Des manifestants du mouvement GenZ ont également comparu devant le parquet, mais ceux-ci ont été placés sous contrôle judiciaire. Ils ont ainsi pu rentrer après plusieurs jours de garde à vue. “Ils étaient membres du groupe de discussion WhatsApp créé pour réaliser les actions évoquées”, rapporte le substitut du procureur Nomenarinera Mihamintsoa Ramanantsoa dans une vidéo diffusée dans la nuit par le ministère de la Justice. “Bien que des charges aient été relevées à leur encontre, il est estimé qu’ils n’étaient pas les instigateurs mais qu’ils ont été utilisés, voire instrumentalisés”, poursuit le magistrat.
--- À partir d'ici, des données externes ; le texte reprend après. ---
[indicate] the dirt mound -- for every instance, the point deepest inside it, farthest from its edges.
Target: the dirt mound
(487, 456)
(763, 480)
Le Colonel Patrick Rakotomamonjy, soupçonné d’implication sur le même dossier mais déjà en détention à Tsiafahy sur la base d’un mandat d’arrêt délivré dans le cadre d’une affaire de tentative d’attentat sur le président de la Refondation, est en attente de comparution devant le juge d’instruction, indique encore le substitut du procureur. Il est accusé d’avoir été “en relation avec l’ancien militaire français depuis un certain temps”.
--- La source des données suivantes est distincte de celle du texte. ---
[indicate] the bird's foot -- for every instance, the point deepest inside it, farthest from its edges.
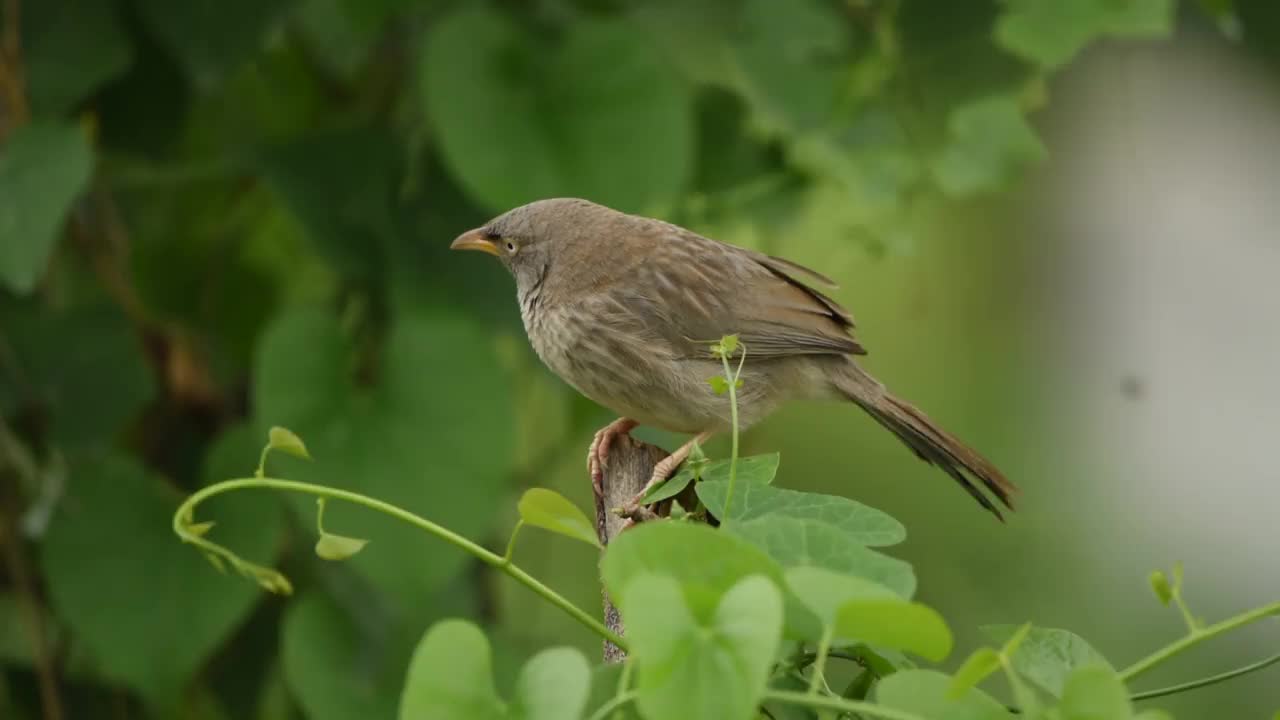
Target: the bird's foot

“Il devait servir d’intermédiaire et devait organiser la distribution de fonds destinés à financer les différentes actions, dont les coupures d’électricité, la perturbation de la circulation, l’incitation des forces de l’ordre à la mutinerie et la mobilisation des jeunes en vue de semer des troubles” à la date du 18 avril, raconte encore le magistrat. Des captures d’écran de discussions échangées via WhatsApp sur le sujet ont été parallèlement diffusées dans la vidéo déclaration du substitut du procureur.
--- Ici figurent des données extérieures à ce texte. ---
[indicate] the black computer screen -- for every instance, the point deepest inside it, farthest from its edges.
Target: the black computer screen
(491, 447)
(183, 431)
La justice évoque également d’autres suspects dans le dossier, mais “c’est la suite des enquêtes qui déterminera leur niveau de responsabilité dans cette affaire”, souligne le parquet. Le substitut du procureur parle notamment de certains “acteurs de la communication”. Il invite d’ailleurs les citoyens à “ne pas accorder foi aveuglément aux informations diffusées par ces acteurs de la communication car ces informations ne sont pas toujours vérifiées mais sont surtout destinées à nuire”.